A medida atualiza procedimentos de monitoramento previstos na legislação federal e fixa regras de cadastro, licenciamento e fiscalização. As exigências valem para pessoas físicas e jurídicas que produzem, comercializam, transportam, armazenam ou utilizam substâncias catalogadas pelo Ministério da Justiça e Segurança Pública.
Para operar legalmente, empresas e profissionais deverão obter licença de funcionamento por meio do Sistema de Controle de Produtos Químicos. A plataforma online também gerenciará a emissão de certificados, autorizações especiais e permissões para importação, exportação e reexportação.

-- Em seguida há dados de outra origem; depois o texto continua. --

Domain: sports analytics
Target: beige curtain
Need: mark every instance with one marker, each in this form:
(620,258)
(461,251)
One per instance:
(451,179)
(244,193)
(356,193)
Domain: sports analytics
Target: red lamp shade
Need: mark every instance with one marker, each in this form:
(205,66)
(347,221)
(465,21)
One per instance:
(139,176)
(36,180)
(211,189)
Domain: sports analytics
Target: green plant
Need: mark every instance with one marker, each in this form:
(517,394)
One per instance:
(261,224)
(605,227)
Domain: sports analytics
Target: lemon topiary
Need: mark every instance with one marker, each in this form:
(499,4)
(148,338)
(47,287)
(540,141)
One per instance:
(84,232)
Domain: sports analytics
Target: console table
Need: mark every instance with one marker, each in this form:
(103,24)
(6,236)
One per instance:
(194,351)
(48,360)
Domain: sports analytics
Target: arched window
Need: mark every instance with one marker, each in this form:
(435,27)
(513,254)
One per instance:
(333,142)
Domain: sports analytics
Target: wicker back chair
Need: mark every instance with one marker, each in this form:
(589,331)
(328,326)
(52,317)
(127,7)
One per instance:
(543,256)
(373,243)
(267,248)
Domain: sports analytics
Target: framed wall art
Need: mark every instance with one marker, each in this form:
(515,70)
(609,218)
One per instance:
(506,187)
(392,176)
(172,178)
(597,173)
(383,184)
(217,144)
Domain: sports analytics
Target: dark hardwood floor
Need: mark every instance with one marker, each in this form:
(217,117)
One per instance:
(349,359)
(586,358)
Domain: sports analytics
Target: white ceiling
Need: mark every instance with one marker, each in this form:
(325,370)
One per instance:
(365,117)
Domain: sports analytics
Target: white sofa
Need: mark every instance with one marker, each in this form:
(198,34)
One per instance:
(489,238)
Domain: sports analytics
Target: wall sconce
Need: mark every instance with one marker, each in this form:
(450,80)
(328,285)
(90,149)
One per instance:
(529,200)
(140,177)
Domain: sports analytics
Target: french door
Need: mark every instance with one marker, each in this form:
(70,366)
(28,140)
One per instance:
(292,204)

Além disso, passa a ser obrigatório o envio dos Mapas Mensais de Controle até o dia 15 de cada mês. O relatório precisa detalhar todas as operações do período anterior, mesmo quando não houver qualquer movimentação de insumos no mês.
Fiscalização e penalidades
Com as novas diretrizes, equipes de fiscalização têm autonomia para inspecionar estabelecimentos e apreender materiais em situação irregular. As infrações foram organizadas conforme o nível de gravidade:
- Condutas menos graves: advertência e, em caso de reincidência, multas entre R$ 2.128,20 e R$ 20 mil;
- Irregularidades severas: multas que variam de R$ 20 mil a R$ 350 mil.
Em situações graves ou de reincidência, a Polícia Federal poderá suspender a licença de funcionamento por até 180 dias ou cancelar a autorização, especialmente se houver desvio de insumos para fins ilícitos.
Entre as infrações previstas estão a ausência de cadastro, a omissão de informações obrigatórias, a atuação sem autorização prévia para comércio exterior e a adulteração de rótulos ou documentos para burlar o controle.
Objetivo da norma
De acordo com a Polícia Federal, as regras visam dificultar a produção clandestina de drogas ao aprimorar o rastreamento das operações e expandir a capacidade de auditoria dos órgãos de segurança. A publicação revoga atos normativos anteriores emitidos em 2020 e 2021.